Noel Berry’s recent article “Making Video Games in 2025 (without an engine)” has been making rounds on Hacker News. Noel Berry is one of the developers of Celeste, a successful and technically excellent game.

The main point of the article is that he doesn’t use big commercial engines (Unreal and Unity) because he doesn’t need most of their functionality. It’s more fun to do things on your own and have full control over them. At the same time, not using an engine does not mean you have to implement everything yourself. There is a range of frameworks for every other language with good platform support (FNA, SDL, Raylib, etc.), so that you don’t have to do the plumbing but can start developing your game right away.

Another point he makes is that if you did need advanced 3D or just less effort, Godot is a great choice because it’s truly open source and now capable enough to achieve your vision. (Last year, I wrote “Godot quickstart” following my first steps with the engine.)

Compared to Noel, I’m a complete amateur who only dabbled in game development, but the path I took with Typingvania was motivated by the same reasons. I started out prototyping in Godot, but it made things that were important to me difficult. I wanted resolution-independent GPU text rendering and easier custom binary resource access, and writing my own engine for Typingvania allowed me to do it. Just as Noel says, I used SDL to handle all the system and low-level decisions for me. Using a framework, I still had to implement all the game systems, but they were not generic plumbing — they were specific to the game I was making and only did what I needed to do, nothing more.

Which brings me to the advice in the post’s title: make your game, not an engine. I have seen several experienced gamedevs say it. A trap many beginner game developers fall into, especially if (like me) they’re coming from a programming background, is to start implementing their own game engine that would power their game. It’s “cool” and fun and a great learning opportunity. Invariably it turns into a kitchen sink project and the new game dev gets overwhelmed. Some persevere and create fairly good general-purpose engines which doesn’t bring them any closer to releasing a game. The game engine becomes their project, instead of the game they’ve been making.

If you want to actually release a game, work on the game instead of its engine. Implement only the systems you need to support what you are making. You can keep the “engine” code separate from “game” code and potentially extract the engine later (it’s how many commercial engines were born). Making a complete game engine requires hundreds of small decisions on API design, and I found I was completely inequipped to make them because I simply didn’t have the experience. However, I knew exactly how I wanted a particular element in my game to behave, and I used that to guide the implementation on the “engine” side.

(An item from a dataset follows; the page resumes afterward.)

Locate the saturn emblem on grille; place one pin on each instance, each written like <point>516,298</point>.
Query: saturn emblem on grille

Looking back, I should have stayed with Godot because at times, I found the need to implement yet another system exhausting. Now that most of the features are in place, it’s not the most ergonomic experience and I’d rather use a language more expressive than plain C, but it works and I’m happy with the result.

My final point is: do whatever you want! There is no one true way, and you don’t know before your try it for yourself. Would I have made better progress if I stayed with Godot? Maybe. But would I have made that progress if I were not motivated by building the engine tech that tickled my fancy? There’s no way to know. So just try whatever you want and have fun and see where it takes you.